Não adiantava. Sérgio, o guri em questão, tava um com um problemão daqueles. Encasquetou que seu umbigo ia abrir e desde então, cerca de umas três semanas pra cá, a única coisa que fazia era olhar para o tal buraco. Cutucava. Mexia. Molhava o dedo de saliva e massageava o orifício. Apertava. Enfim, tentava achar algum sinal de que o nó, dado 9 anos atrás pelo Doutor Torres numa maternidade de Jundiaí, no interior de São Paulo, ia estourar de vez. E como prevenir tal tragédia?

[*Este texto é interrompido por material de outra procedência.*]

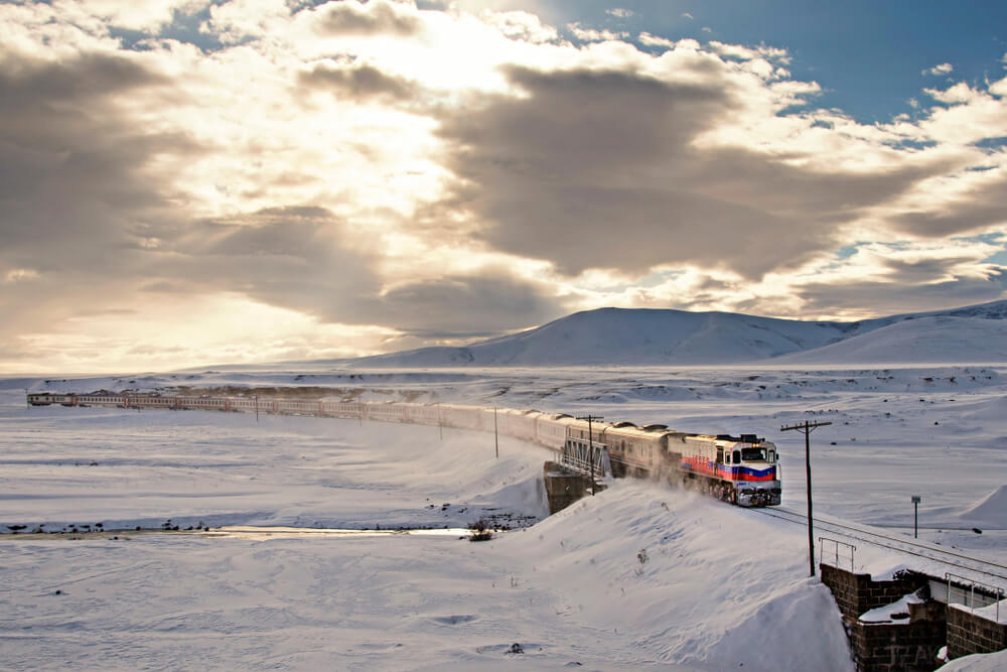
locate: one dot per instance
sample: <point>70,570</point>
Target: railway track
<point>961,562</point>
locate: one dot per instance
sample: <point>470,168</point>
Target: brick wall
<point>969,634</point>
<point>909,647</point>
<point>856,593</point>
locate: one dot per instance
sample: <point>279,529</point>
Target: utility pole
<point>807,428</point>
<point>915,516</point>
<point>590,444</point>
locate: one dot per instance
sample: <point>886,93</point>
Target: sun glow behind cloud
<point>349,177</point>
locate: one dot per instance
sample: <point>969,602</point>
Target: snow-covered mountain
<point>620,337</point>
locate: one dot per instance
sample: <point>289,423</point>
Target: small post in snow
<point>807,428</point>
<point>915,516</point>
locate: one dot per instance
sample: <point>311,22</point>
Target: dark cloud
<point>920,288</point>
<point>601,170</point>
<point>350,17</point>
<point>78,200</point>
<point>357,83</point>
<point>984,207</point>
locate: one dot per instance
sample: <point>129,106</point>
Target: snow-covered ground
<point>639,576</point>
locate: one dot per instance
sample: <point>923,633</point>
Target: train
<point>741,469</point>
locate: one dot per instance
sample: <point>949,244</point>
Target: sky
<point>190,182</point>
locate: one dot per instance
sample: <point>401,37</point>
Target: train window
<point>753,454</point>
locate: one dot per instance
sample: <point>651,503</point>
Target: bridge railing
<point>837,548</point>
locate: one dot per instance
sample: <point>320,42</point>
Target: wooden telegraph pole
<point>807,428</point>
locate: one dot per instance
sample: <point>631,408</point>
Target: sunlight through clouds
<point>394,170</point>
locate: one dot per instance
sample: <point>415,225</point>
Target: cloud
<point>564,173</point>
<point>593,34</point>
<point>648,39</point>
<point>373,174</point>
<point>352,17</point>
<point>941,70</point>
<point>357,82</point>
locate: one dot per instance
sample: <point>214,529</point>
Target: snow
<point>897,612</point>
<point>639,576</point>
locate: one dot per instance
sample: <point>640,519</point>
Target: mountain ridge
<point>612,336</point>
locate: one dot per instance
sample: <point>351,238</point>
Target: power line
<point>807,427</point>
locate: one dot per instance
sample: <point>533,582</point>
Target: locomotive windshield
<point>753,454</point>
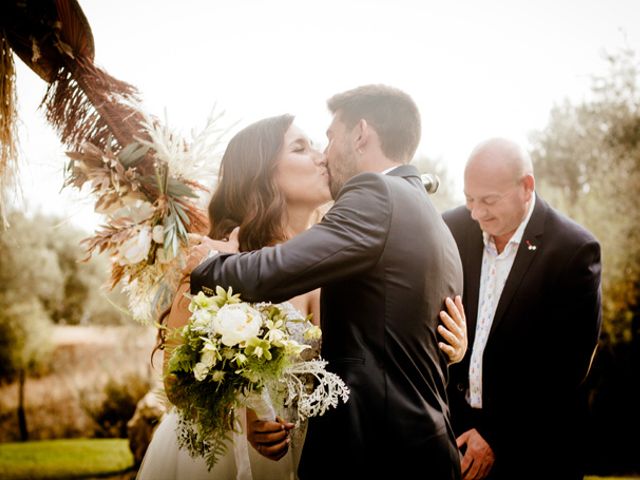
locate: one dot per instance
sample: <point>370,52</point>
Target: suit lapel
<point>472,266</point>
<point>527,250</point>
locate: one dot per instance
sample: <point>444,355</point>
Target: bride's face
<point>302,174</point>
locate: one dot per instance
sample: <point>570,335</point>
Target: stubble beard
<point>337,179</point>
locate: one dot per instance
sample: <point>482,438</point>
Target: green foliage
<point>41,259</point>
<point>112,409</point>
<point>25,338</point>
<point>64,459</point>
<point>587,163</point>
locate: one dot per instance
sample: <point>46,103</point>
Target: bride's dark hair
<point>247,195</point>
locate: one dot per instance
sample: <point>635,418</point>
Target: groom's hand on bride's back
<point>453,330</point>
<point>269,439</point>
<point>202,247</point>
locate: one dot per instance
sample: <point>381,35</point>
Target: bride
<point>272,185</point>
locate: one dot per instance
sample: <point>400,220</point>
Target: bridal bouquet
<point>236,354</point>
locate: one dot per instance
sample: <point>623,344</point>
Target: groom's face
<point>340,154</point>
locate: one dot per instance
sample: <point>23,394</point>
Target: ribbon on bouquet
<point>263,406</point>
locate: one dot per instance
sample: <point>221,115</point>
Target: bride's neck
<point>298,220</point>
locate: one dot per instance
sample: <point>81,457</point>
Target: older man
<point>532,297</point>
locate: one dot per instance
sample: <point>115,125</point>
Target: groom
<point>385,261</point>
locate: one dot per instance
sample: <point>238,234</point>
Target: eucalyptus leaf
<point>176,188</point>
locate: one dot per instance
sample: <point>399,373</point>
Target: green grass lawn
<point>82,458</point>
<point>58,459</point>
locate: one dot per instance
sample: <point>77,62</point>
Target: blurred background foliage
<point>587,164</point>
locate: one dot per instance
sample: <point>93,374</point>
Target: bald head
<point>498,186</point>
<point>502,157</point>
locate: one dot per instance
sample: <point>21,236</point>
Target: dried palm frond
<point>144,176</point>
<point>8,122</point>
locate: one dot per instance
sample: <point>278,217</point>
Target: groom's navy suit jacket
<point>544,332</point>
<point>385,261</point>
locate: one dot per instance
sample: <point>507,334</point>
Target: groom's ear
<point>361,134</point>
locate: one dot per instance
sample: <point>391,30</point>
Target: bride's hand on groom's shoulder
<point>453,330</point>
<point>202,247</point>
<point>269,439</point>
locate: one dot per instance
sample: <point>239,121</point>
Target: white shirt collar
<point>384,172</point>
<point>517,235</point>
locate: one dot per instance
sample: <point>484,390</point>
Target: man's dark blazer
<point>543,335</point>
<point>385,261</point>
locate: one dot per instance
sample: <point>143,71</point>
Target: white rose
<point>136,248</point>
<point>208,357</point>
<point>276,336</point>
<point>237,323</point>
<point>158,234</point>
<point>200,371</point>
<point>202,319</point>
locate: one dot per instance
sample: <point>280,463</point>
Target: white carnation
<point>200,371</point>
<point>237,323</point>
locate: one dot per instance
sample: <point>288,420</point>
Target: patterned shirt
<point>495,270</point>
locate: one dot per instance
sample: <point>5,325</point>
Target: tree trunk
<point>22,418</point>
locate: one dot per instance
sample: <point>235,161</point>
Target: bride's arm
<point>269,439</point>
<point>178,317</point>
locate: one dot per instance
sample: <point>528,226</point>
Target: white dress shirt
<point>494,273</point>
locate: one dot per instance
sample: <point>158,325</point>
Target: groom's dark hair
<point>390,112</point>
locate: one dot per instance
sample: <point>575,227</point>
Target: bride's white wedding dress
<point>164,460</point>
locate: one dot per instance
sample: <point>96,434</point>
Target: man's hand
<point>453,330</point>
<point>270,439</point>
<point>202,247</point>
<point>478,458</point>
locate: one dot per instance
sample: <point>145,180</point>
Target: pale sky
<point>475,68</point>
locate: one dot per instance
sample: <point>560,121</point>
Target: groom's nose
<point>320,159</point>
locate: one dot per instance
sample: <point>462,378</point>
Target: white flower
<point>136,248</point>
<point>209,355</point>
<point>202,319</point>
<point>200,371</point>
<point>313,333</point>
<point>237,323</point>
<point>276,337</point>
<point>158,234</point>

Serginho tinha uma imaginação de fazer inveja. Criativa teorias incríveis de como o desastre ocorreria: Vou virar do avesso? Vou esvaziar até morrer? Vou voar pelos ares como quando se solta uma bexiga sem dar um nó bem dado? Será que vai sair sangue ou coco? Vou apanhar da mãe se chegar em casa todo sujo.
O jogo acabou e seu time perdeu por 4 a 2. Levou esporro dos amigos mas nem ligou. E tampouco dividiu aquela angustia com eles. Ninguém vai entender mesmo, pensou. E seguiu no caminho de volta pra casa vasculhando com o dedo indicador algum sinal de perigo iminente. Doía. Mas doía, é claro, de tanto o moleque cutucar. Já começava, inclusive, a fazer um feridinha. Desesperou. Apressou o passo, ansioso por chegar logo em casa e, finalmente, contar pra mãe a tragédia anunciada. Andava rápido ao mesmo tempo que seguia fuçando – com os olhos e o dedo – o próprio umbigo.
Atravessou a rua distraído e foi pego em cheio por uma caminhão da Sadia. Morreu na hora. Com metade do indicador esquerdo cravado dentro dele mesmo.